Thomas Holliday Hicks (American National Biography)

Scholarship
Jean H. Baker, "Hicks, Thomas Holliday," American National Biography Online, February 2000, http://www.anb.org/articles/04/04-00496.html.
During the secession crisis of 1860-1861, Governor Hicks took several crucial steps to keep the border slave state of Maryland in the Union. First he refused to meet officially with the agents of seceded southern states intent on persuading Maryland to join the Confederacy. Then, following the sentiments of the Unionist majority of Maryland, he refused to call a special session of the legislature, which met biennially and was not scheduled to meet until 1862. Staunchly he resisted a move to organize a state convention to consider the issue of secession. Throughout the winter Hicks remained convinced that the critical issue for Marylanders was that they choose for themselves their future, and he reminded the governor of South Carolina "that Maryland should not convene her legislature at the bidding of South Carolina."

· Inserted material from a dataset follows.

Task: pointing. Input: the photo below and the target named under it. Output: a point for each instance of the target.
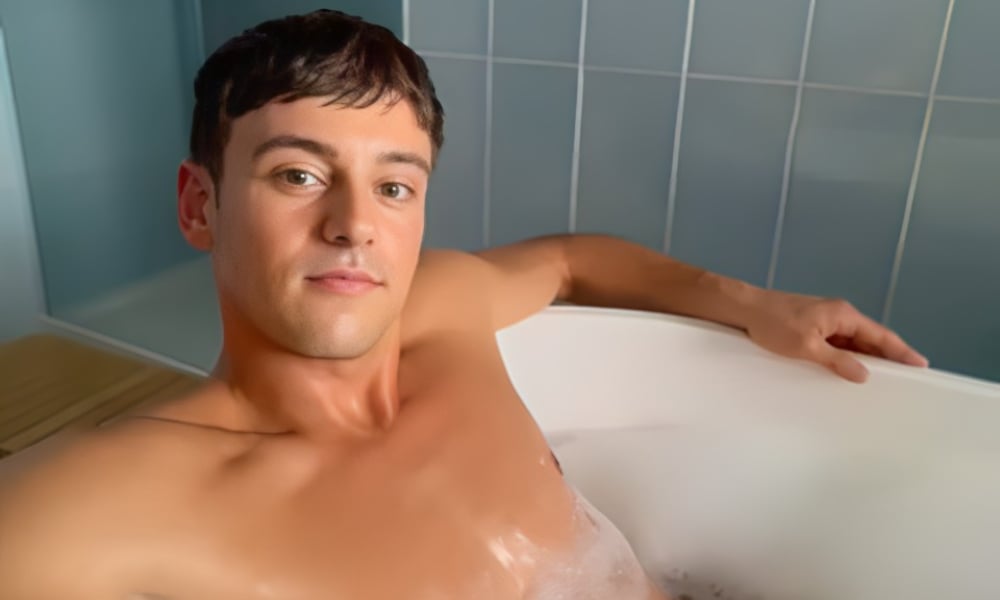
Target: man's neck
(277, 391)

While Hicks sympathized with southern opposition to the North's personal liberty laws that freed fugitive slaves, he continued to resist a Confederate conspiracy to force Maryland out of the Union. Appealing before the start of the war for peace and reason, he represented a moderate body of thought in Maryland, which believed that the border states of Kentucky, Delaware, Missouri, and Maryland could serve as territorial buffers between the North and South. Such a confederation might prevent war and serve as a force to adjudicate sectional differences peacefully.